However, day-to-day application of working in film production is a whole other matter.
On a basic level, it's hard to find time for daily meditation when you are barely getting by on four hour's sleep.
The bigger problem, as I see it, is the culture of film. This is something I have thought about in the past, but kept coming to me during sesshin. When you are doing over 50 hours of meditating in a week, you think about a lot of things.
One of the oldest things I remember seeing when I moved from theater to film was the Seven Stages of Film Production. The inclusion in Michelle's blog tells us this still rules strongly today:
- Wild Enthusiasm
- Total Confusion
- Utter Despair
- Search for the Guilty
- Persecution of the Innocent
- Promotion of the Incompetent
- Distribution of T-Shirts
There is no need to explain any of that to anyone who has worked in film. Part of this is true because of the unpredictable nature of film production - weather, actors dropping lines, stunts and effects that need excruciating planning, traffic during company moves, and so many more.
Part, though, is a culture of chaos that production thrives on, as the "stages" above suggest. It often seems that producers or directors are determined to eschew time-honored procedures that work for a different way to do things. I can't say how many times it felt like people involved looked at the way to do things that worked and said, "Let's do this instead!"
I'm not talking here about being creative on screen, but, rather, ignoring procedures that work. Yes, there needs to be flexibility, but some things work, and should only be shunned for good reasons Examples? Go to any one of dozens of posts in this - or most other - film production blog.
Just in recent weeks, I saw a writer/actor sabotage getting a $4.5 million film financed (one he has been trying to get done for four years) because he did not want to transfer the copyright to the production company, which is basic procedure* and done on every film.
There is a Sicilian expression I heard a lot as a kid referring to not "Biting Your Nose to Spite Your Face." **Basically, don't do harm to yourself just to do harm to others you don't like. But, in Rule # 4 (Search for the Guilty) above, I have often seen the the need to "blame" someone outweigh the more important priority - fixing the problem. This need some producers or directors have to assign blame poisons the morale of a crew and, from a practical matter, makes it harder to fix problems, because everyone is now in CYA*** mode and thus look to hide rather than correct problems.

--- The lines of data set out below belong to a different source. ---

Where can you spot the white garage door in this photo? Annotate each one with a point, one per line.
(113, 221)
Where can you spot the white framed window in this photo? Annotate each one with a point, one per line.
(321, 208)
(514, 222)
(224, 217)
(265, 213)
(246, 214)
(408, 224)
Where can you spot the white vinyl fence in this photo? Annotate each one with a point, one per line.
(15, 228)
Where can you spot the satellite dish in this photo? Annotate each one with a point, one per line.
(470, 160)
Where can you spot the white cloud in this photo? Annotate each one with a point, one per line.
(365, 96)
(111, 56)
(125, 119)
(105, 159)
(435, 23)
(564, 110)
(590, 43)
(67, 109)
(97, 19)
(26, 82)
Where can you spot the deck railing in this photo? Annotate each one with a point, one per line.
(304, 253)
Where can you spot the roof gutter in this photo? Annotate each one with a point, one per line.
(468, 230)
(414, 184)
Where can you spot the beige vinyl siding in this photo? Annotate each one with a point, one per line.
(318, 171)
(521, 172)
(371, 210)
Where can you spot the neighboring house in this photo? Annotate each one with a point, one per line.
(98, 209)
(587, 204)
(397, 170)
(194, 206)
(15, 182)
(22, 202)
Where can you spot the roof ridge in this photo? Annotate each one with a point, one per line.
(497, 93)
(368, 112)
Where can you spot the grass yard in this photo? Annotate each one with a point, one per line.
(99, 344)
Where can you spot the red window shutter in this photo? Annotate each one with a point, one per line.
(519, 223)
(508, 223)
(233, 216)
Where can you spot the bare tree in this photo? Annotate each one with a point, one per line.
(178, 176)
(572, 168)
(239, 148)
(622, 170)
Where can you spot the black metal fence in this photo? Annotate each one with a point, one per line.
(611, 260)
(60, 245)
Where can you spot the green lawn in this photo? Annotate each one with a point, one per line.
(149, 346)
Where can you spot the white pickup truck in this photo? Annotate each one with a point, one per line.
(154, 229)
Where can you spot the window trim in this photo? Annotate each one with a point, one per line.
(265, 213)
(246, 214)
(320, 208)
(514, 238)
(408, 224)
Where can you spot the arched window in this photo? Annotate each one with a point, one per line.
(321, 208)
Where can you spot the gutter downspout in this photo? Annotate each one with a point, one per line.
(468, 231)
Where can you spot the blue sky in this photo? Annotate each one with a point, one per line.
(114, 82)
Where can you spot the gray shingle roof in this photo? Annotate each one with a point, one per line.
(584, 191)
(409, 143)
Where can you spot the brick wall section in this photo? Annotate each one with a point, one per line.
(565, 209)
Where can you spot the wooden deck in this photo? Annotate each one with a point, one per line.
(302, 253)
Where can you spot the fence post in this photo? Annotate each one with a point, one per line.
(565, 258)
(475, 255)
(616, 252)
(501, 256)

It would be easy for me to go through a litany of stupid things others do or have done, but what concerned me more, as this thought kept coming to me, was my own actions.
I started my last feature film on a good note, waking up each morning offering one of the gathas from my original teacher, Myotai Sensei.

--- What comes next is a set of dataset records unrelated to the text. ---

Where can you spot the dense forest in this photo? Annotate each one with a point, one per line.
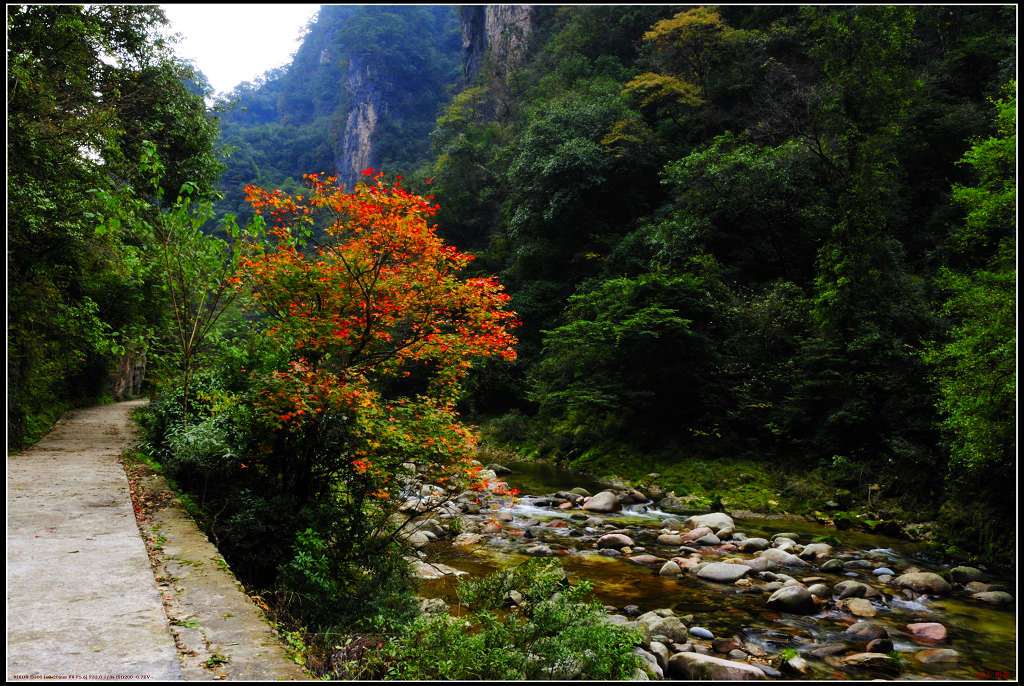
(768, 253)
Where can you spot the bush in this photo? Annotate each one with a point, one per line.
(557, 631)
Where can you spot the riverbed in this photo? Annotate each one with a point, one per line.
(979, 641)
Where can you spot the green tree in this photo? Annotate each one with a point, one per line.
(976, 368)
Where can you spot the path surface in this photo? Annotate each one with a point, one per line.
(82, 597)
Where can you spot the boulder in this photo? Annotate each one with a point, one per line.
(867, 659)
(670, 568)
(605, 501)
(965, 574)
(759, 564)
(754, 545)
(671, 628)
(723, 572)
(927, 633)
(714, 520)
(614, 541)
(467, 540)
(994, 597)
(816, 551)
(647, 560)
(782, 558)
(924, 582)
(696, 667)
(793, 599)
(860, 607)
(695, 533)
(648, 662)
(937, 655)
(851, 590)
(832, 565)
(865, 632)
(672, 505)
(819, 590)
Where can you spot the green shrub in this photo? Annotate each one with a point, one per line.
(557, 631)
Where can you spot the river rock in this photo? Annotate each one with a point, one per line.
(819, 590)
(421, 569)
(714, 520)
(695, 533)
(937, 655)
(671, 628)
(792, 536)
(832, 565)
(927, 633)
(759, 563)
(672, 523)
(782, 558)
(994, 597)
(787, 545)
(963, 574)
(857, 564)
(867, 659)
(672, 505)
(662, 652)
(670, 568)
(816, 551)
(924, 582)
(418, 539)
(723, 572)
(605, 501)
(649, 662)
(614, 541)
(797, 665)
(694, 666)
(768, 670)
(708, 540)
(754, 545)
(793, 599)
(851, 589)
(829, 649)
(467, 540)
(865, 632)
(646, 560)
(860, 607)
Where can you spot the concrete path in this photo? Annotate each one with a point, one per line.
(82, 601)
(86, 599)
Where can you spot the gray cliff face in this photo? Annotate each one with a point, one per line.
(355, 152)
(494, 39)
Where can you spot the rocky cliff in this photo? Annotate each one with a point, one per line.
(494, 39)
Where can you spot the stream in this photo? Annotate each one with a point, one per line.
(813, 643)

"May this be a day of blessing and being blessed,
Honoring and being honored,
Loving and being loved."
Sounds pretty simple and direct, right? Nice way to start the day.
By Day 2 of the shoot, I found myself publicly (and very unkindly) chastising the director and DP for doing some extra shooting prior to moving to our second location even though they got back on time - I wanted them there early to get a jump on what I thought would be a hard scene.
An hour later, I was sitting wondering why I had done that. Had making the day become so crucial to me that logic and basic courtesy needed to be abandoned?
Yes, I apologized to both later, but, after all these years, the pressures of production still lead to these types of moments, to sometimes doing things that are technically correct but not very nice.
My producer's assistant was an incredibly nice young lady, who was doing this project for the love of it and not for money (it was unpaid,as she could not work for pay here). She was earnest and kind. Near the end of the shoot, I asked if doing this job had given her more insight into producing.
She said that it showed her that she did not want to be on the production side. "Seeing how production works has brought out my dark side," she said.
If you met her, the idea that she even had a dark side would be comical.
I'm not about to give up, convinced that there is a compassionate way of producing film that is also practical and efficient. My way of dealing with folks on set reflects this in a much stronger way than it once did, and I will work to keep moving in that direction, work harder to make that work.
My progress will be noted here from time-to-time. Will definitely try to be more successful than the folks below.
*Film is the only medium I know of where the author does not retain copyright, even if it is not a work for hire. It MUST be in the hands of the production company as part of Chain of Title.
** The phrase evidently goes back to the 12th century when women would disfigure themselves to protect their virginity.
***Do you really need me to define CYA?